What is a Risk-Free Rate of Return?

Alexis W.
Alexis W.
Man climbing a rope
Man climbing a rope

A risk-free rate of return refers to the expected return on investment on an investment that carries no risk. It can be compared with the rate of return on other investments in order to assess whether the rate of return is good enough to justify making such an investment. The rate of return refers to the amount of money that an investor can expect to make on his investment.

Investors invest their money for the purpose of earning returns on it. Returns can come in the form of interest, in the case of a certificate of deposit, savings account or treasury bond. Returns can also come in the form of dividends, which are cash payments issued to shareholders of a company in order to distribute earnings the company has. When a stock is owned, returns can also come from an increase in the value of the stock, which causes the share price to rise.

The rate of return is one factor investors use when determining what to invest in. When there are two investments, one of which has a higher return on investment or rate of return, it makes sense to invest in the investment vehicle that will provide a higher income or return on the investment. The other important factor, however, is how risky the investment is.

Nearly every investment has some degree of risk. The risk refers to the chance that some or all of the money will be lost. With a stock, for example, the risk is that the share price will decrease or that the company will go bankrupt and the shares will end up being worth nothing, resulting in a complete loss of the investment. With bonds, the risk is that the bondholder will default.

Higher risk investments must have a higher rate of return to be worth purchasing. Low risk investments, such as savings accounts, on the other hand, can offer a lower interest rate since there is little to no risk of the investor losing the money he has put in. A risk-free rate of return thus refers to the return on investment in an investment that has zero risk.

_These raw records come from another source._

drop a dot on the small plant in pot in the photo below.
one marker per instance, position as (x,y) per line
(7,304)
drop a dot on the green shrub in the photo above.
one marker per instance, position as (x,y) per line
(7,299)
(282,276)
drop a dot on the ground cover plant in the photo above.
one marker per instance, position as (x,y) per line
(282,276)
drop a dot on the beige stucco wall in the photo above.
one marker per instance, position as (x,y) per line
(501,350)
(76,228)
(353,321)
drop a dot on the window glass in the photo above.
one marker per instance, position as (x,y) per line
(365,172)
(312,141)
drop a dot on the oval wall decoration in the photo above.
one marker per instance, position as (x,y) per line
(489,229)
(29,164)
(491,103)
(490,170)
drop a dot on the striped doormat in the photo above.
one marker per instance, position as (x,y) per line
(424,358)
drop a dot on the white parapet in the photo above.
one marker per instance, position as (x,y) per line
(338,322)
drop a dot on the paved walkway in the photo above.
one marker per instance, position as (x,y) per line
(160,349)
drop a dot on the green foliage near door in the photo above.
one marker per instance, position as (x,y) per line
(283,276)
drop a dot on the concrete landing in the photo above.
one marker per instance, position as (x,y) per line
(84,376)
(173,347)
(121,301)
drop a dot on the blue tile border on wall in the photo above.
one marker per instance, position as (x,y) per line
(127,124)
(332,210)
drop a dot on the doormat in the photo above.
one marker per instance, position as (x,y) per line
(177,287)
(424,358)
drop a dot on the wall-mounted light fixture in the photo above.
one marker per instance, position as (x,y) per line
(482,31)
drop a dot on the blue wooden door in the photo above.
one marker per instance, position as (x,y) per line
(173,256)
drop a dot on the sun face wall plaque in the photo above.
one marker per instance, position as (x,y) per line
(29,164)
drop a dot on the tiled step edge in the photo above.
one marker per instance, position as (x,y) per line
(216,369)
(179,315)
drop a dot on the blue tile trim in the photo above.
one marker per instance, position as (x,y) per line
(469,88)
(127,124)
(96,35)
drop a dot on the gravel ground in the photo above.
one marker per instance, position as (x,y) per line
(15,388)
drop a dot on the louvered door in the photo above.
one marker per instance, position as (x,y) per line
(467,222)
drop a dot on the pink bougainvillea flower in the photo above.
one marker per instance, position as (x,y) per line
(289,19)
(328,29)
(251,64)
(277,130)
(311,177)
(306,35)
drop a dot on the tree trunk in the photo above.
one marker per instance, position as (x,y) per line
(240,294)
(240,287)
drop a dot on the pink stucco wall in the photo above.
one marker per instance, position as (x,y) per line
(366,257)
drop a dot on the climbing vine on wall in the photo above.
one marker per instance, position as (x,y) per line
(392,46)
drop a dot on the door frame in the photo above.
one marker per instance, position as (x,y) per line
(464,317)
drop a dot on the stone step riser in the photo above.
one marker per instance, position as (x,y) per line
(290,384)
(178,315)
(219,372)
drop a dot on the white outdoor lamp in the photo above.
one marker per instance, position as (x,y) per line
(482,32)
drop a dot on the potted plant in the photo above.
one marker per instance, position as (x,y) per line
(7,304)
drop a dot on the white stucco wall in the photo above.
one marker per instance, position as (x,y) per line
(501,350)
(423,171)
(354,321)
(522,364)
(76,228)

In reality, a risk-free rate of return is a hypothetical concept. There are essentially no investments in which there is absolutely zero risk of loss. In generally accepted terms, the risk-free rate of return is determined by evaluating the rate of return paid on a three-month United States Treasury bill within the United States. Since a Treasury bill is a loan to the US government, there is little risk of default and thus the investment is considered to be one of the lowest risk investments available and the closest thing to a risk-free rate of return possible.